Joseph Naveh is professor emeritus of West Semitic Epigraphy and Paleography at The Hebrew University of Jerusalem. He has written numerous books and articles on ancient west Semitic inscriptions and scripts.

Social Justice in Ancient Israel and in the Ancient Near East

  • Author: Moshe Weinfeld
  • Publisher: Magnes Press
  • Publication Date: 1995
  • Pages: 300

Sample Pages: 1 | 2 | 3 | 4 | 5 | 6 | 7

This book deals with the concept of justice and righteousness in ancient Israelite literature in comparison with identical concepts in ancient Near East. Various aspects of this concept are taken into consideration: philological, historical, sociological and theological. Moshe Weinfeld surveys social reforms in the ancient Near East from the third millennium BCE to the Hellenistic period. The first chapters discuss semantics and center in terms that denote social justice, such as social reforms embodied in the terms justice and righteousness and their equivalents in cognate languages. A separate chapter discusses the institutions of Shemitta and Jubilee in ancient Israel. A special discussion is dedicated to justice and righteousness on the individual level. Just as the ruler is commanded to do justice and righteousness—to free his subjects from oppression—so every individual is asked to help the poor and the needy in their distress, which is to do justice and righteousness with others.

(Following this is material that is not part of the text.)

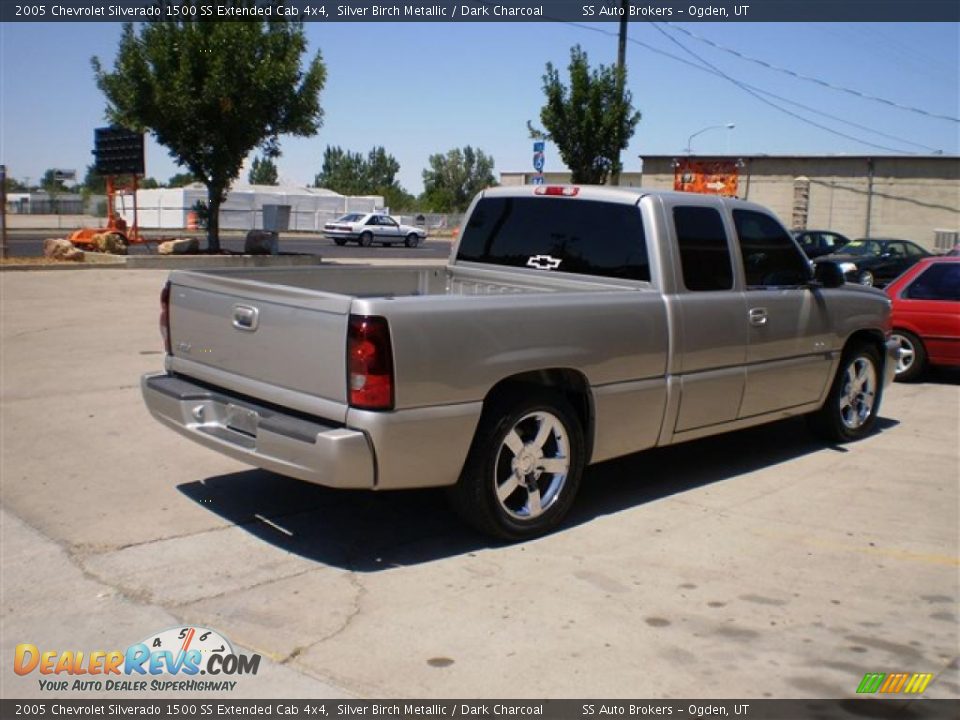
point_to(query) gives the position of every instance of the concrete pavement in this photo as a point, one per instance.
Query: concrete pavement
(758, 564)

Moshe Weinfeld is professor emeritus of Bible at The Hebrew University of Jerusalem. He is also author of History, Historiography and Interpretation, available from Logos in the Magnes Press Old Testament Studies Collection (12 vols.).

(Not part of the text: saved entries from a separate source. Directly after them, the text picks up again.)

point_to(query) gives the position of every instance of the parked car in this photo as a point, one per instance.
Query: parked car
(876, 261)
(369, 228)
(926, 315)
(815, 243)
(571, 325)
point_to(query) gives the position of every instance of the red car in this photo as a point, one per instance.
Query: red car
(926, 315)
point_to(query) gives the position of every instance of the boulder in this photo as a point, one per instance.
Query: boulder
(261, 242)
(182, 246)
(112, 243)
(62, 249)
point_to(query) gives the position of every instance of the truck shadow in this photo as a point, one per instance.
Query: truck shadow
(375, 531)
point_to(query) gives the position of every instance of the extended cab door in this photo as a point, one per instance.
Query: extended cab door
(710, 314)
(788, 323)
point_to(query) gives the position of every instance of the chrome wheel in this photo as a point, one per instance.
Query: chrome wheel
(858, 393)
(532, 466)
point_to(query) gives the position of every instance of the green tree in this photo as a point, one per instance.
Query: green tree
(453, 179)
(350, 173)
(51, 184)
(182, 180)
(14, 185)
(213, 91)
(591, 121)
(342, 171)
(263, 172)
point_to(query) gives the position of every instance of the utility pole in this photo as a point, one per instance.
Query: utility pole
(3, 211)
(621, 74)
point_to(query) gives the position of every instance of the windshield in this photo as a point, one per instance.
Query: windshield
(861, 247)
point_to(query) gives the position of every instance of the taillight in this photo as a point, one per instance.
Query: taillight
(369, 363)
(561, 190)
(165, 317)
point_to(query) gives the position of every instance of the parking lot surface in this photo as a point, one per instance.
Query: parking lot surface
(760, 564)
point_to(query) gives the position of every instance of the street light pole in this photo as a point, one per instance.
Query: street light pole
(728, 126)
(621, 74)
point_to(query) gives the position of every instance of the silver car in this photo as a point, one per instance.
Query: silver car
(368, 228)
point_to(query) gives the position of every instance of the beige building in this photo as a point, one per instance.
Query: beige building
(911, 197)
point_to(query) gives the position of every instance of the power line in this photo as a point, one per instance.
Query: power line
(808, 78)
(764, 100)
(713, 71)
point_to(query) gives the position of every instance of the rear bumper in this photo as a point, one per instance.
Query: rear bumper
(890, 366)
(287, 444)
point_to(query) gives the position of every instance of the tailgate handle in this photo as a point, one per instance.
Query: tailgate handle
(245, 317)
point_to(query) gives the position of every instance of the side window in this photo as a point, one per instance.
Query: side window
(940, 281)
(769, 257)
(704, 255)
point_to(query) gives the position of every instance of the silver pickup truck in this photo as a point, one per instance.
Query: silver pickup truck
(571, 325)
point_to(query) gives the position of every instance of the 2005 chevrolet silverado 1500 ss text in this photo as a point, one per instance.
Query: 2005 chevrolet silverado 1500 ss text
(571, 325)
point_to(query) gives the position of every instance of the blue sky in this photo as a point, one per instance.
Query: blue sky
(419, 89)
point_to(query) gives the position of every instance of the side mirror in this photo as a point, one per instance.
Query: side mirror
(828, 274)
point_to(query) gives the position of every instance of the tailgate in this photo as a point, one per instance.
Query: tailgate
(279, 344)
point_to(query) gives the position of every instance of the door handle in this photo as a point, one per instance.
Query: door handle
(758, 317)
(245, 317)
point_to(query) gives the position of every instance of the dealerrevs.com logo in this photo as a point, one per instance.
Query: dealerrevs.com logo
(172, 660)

The Goddess Anath: Canaanite Epics on the Patriarchal Age

  • Author: Umberto Cassuto
  • Publisher: Magnes Press
  • Publication Date: 1988
  • Pages: 206

Sample Pages: 1 | 2 | 3 | 4 | 5 | 6 | 7

The book contains three parts:

  • An introduction to Ugaritic literature that is based on the texts discovered (up to 1951) at the Ras-Shamra, in general, and on the epic of Baal in particular.
  • Ugaritic tablets containing episodes from the epic of Baal, in which the goddess Anath plays an important role. This book includes a transcription of the Ugaritic text in Latin characters, Cassuto’s Hebrew translation, and an English translation.
  • A commentary on these texts.

This work also sheds invaluable light on important and hitherto unexplained linguistic usages in the Bible, while the author’s brilliant methodology will serve as an enduring beacon of light to many generations of researchers.

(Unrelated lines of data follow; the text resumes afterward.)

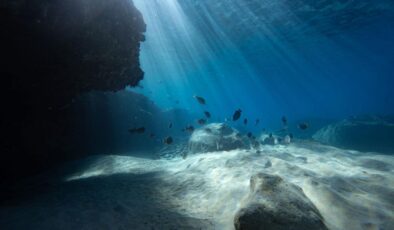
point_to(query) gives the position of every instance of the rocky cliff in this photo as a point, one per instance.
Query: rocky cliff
(51, 52)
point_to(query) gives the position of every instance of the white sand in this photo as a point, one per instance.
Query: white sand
(352, 190)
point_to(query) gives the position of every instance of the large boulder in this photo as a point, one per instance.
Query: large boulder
(274, 204)
(215, 137)
(363, 133)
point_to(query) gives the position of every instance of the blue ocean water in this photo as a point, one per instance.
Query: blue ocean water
(270, 59)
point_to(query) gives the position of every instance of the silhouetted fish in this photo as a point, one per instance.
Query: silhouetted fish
(284, 120)
(303, 126)
(139, 130)
(200, 100)
(237, 114)
(168, 140)
(189, 128)
(201, 121)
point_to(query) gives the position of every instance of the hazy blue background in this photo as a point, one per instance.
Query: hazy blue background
(228, 53)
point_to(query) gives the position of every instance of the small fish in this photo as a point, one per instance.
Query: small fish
(139, 130)
(200, 100)
(189, 129)
(201, 121)
(284, 120)
(237, 114)
(303, 126)
(168, 140)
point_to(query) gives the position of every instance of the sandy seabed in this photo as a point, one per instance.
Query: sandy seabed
(352, 190)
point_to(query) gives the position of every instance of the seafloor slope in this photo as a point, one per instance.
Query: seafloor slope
(350, 189)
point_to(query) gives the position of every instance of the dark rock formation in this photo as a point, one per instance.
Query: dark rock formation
(52, 51)
(363, 133)
(215, 137)
(274, 204)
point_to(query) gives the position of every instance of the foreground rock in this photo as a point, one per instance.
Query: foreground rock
(215, 137)
(274, 204)
(366, 133)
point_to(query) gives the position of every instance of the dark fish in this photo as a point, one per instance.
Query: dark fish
(201, 121)
(189, 129)
(303, 126)
(208, 130)
(168, 140)
(237, 114)
(284, 120)
(200, 100)
(139, 130)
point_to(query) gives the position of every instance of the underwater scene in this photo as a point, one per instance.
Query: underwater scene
(197, 114)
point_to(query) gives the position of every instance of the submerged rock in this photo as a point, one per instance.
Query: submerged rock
(364, 133)
(215, 137)
(276, 204)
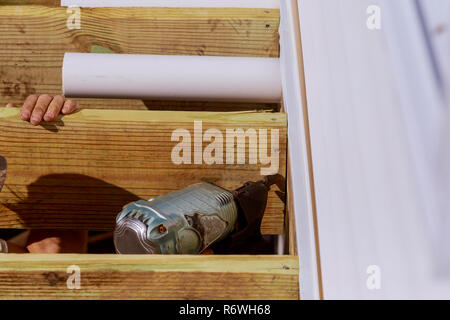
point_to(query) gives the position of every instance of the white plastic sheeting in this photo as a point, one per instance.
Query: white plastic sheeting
(374, 110)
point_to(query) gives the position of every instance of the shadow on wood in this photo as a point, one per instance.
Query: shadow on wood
(79, 195)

Umberto Cassuto was an Italian historian and Biblical and Semitic scholar. He began to make a name in the world of scholarship by virtue of a series of articles mainly on the history of Jews in Italy. In 1912 he began to publish important papers and books on Bible studies. All his works are of great significance to this day. His 2-volume commentary on Exodus and his 2-volume survey of biblical studies are available as part of the Magnes Press Hebrew Bible Collection (12 vols.).